A surprising number of faculty -- some of them with "visiting" appointments but many of them tenured -- fly between Backboro and some other city, where they live. Often, they fly in for three or four days, then return home for the other half of the week. Few classes are taught on Fridays, even fewer senior faculty members teach them, and flights can be cheap if you buy them far enough in advance.
This sort of long-distance commuting isn't unique to academe. In other jobs I've had, where everyone worked a minimum of five days per week, there were the occasional bi-coastal marriages. You know, the kind where there are apartments on both coasts and spouses/partners travel on alternate weekends. But my impression is that the incidence was lower. And that the industry in question fostered a work-hard-play-hard, take-no-prisoners financially motivated set of attitudes. The kind of place where an executive might say that if your kids weren't screwed up, you weren't working hard enough.
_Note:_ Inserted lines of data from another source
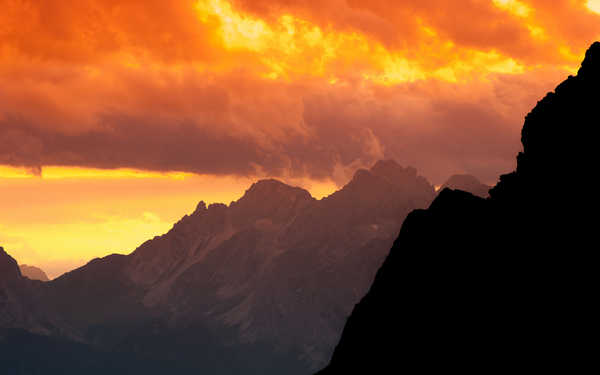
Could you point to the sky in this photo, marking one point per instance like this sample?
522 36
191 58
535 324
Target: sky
118 117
And mean it.
What's struck me about the fly-over commuters at Greenback U is that many of them claim to be concerned about climate change. Several hold seats on committees which direct or administer the University's efforts as a signatory to the President's Climate Commitment. And they claim to see no problem with flying thirty-some round trips every year. Not counting vacations.
I don't mean that all business air travel is evil, but it strikes me that there's a difference between "I need to go to a convention in San Diego" and "I really like living in Atlanta, but my job for the past twenty years has been in the northeastern USA, so I've racked up a lot of frequent flier miles."
Just by way of contrast, I recently saw part of an interview with the Chief Economist for the International Energy Agency. He's successful, he's in his 50's, and he's never owned a car because he doesn't think they're ecologically responsible. I'm sure he travels a fair amount and sometimes rents cars in his destination cities, but his actions and choices still make a statement. As do the actions and choices of Greenback's farthest-commuting faculty members. Regardless of what they say in the classroom or the committee room.